Das zerrissene "staatliche Gewissen"

Die Bioethikkommission vertagt die Fertigstellung ihres Papiers zur Fortpflanzungsmedizin. Intern sei die Stimmung „polarisiert“.

Eigentlich wollte man bis Sommer fertig sein. Konkret vergangenen Montag wollte die Bioethikkommission – jene 25 Experten, die quasi als „staatliches Gewissen“ den Bundeskanzler beraten – ihre lang erwartete Empfehlung zum Thema Fortpflanzungsmedizin vollenden. Allein: Es wurde nichts daraus.

Das Papier, das Themen wie die Eizellenspende, die Präimplantationsdiagnostik (Untersuchung des Embryos vor dem Einsetzen in die Gebärmutter) und die Frage, ob lesbische Paare und alleinstehende Frauen künstliche Befruchtung (In-vitro-Fertilisation, IVF) in Anspruch nehmen dürfen, behandeln soll, wird doch erst im Herbst fertig. Die Gründe? Zum Teil banal. Manche Mitglieder sollen sich mit der Abgabe ihrer Papiere verspätet haben.

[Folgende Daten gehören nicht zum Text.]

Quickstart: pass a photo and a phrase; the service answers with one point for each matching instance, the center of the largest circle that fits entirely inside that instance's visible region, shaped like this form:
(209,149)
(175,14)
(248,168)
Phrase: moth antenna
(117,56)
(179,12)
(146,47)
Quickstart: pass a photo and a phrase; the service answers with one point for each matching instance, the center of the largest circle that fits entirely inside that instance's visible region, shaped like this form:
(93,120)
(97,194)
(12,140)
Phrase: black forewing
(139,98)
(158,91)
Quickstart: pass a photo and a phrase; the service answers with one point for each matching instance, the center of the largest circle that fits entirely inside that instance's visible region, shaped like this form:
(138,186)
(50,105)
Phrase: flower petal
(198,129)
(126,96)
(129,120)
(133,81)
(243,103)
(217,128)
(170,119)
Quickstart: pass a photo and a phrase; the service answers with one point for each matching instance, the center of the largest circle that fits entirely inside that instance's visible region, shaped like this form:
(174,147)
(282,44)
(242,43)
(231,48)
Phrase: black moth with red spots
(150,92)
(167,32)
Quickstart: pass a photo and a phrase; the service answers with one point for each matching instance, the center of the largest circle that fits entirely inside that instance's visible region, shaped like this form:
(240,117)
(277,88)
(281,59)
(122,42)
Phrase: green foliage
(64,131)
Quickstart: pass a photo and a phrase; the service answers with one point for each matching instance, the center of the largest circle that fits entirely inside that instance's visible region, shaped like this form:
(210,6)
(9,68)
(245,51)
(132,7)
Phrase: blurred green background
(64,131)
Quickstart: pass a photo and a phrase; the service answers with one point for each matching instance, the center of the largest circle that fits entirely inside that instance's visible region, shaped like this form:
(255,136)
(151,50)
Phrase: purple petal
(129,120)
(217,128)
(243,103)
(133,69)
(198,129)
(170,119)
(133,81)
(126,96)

Allerdings: Auch heftige Debatten sind schuld. Was zunächst nicht groß verwundern muss. Immerhin ist die Kommission bewusst ideologisch kontroversiell zusammengesetzt – wo die Trennlinien verlaufen, konnte man zuletzt bei der Stellungnahme der Kommission an den Verfassungsgerichtshof zur IVF für Lesben und alleinstehende Frauen ablesen. (19 der 25 Mitglieder stimmten dafür, der Rest dagegen.) Die Stellungnahme zeigte auch, dass es in der mit Juristen, Medizinern, Philosophen besetzten Kommission nicht nur um medizinische Finessen geht, sondern auch um die großen Themen dahinter: Was verstehen wir unter Familie? Oder: Sollen bei der Fortpflanzungsmedizin die Interessen der Eltern in spe, also der Frauen, oder die des Embryos, des Achtzellers im Reagenzglas im Mittelpunkt stehen?

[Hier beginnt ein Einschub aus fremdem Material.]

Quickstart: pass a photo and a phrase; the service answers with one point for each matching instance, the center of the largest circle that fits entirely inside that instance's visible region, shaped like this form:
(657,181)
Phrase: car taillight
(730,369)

„Die Kommission spiegelt die Pluralität der Weltanschauungen in unserer Gesellschaft wider. Einstimmigkeit ist bei diesem Thema kaum zu erzielen, wichtig ist ein mit gegenseitigem Respekt geführter Diskurs“, sagt dazu Kommissionsvorsitzende Christiane Druml. Respektiert fühlen sich aber offenbar nicht alle. In der Kommission überwiegt von Haus aus der Anteil jener pro Liberalisierung. Da in der Öffentlichkeit aber nur über die – somit vorhersehbare – Mehrheitsmeinung diskutiert werde, würden die IVF-Skeptiker ständig als „Idioten von vorgestern“ dastehen, klagt eben einer dieser Skeptiker. Und wünscht sich statt Mehrheits- und Minderheitsmeinungen Empfehlungen an die Politik, die das ganze Meinungsspektrum abbilden. Der „Politik“ (gemeint ist wohl die Bundeskanzlerpartei) gehe es aber bloß darum, von der Kommission eine Rechtfertigung für die Liberalisierung der Gesetze zu bekommen. Daher würde auch zeitlich Druck gemacht. Und daher gebe es – so auch vergangenen Montag – Abstimmungen über Texte, bevor diese fertig seien. Ethische Debatten kämen dabei zu kurz.

Der Ärger der Skeptiker ist ein Grund, warum die Stimmung als „polarisiert“ beschrieben wird. Genauer gesagt: als „polarisiert und lähmend“. Denn, so meint ein anderes Mitglied: Man sei intern blockiert, es gehe nur zäh voran. Kritik hört man dabei auch vom anderen Ende des Meinungsspektrums (wo man sich fragt, wie man mit IVF-Gegnern auf einen grünen Zweig kommen soll). Es werde zu juristisch und zu wenig medizinisch-praktisch diskutiert. Auch würde die Kommission Entwicklungen verschlafen. So wird an Bluttests bei Schwangeren geforscht, mit denen man gewisse Aussagen über Krankheiten des Embryos wird treffen können. Im Papier der Kommission ist keine Rede davon.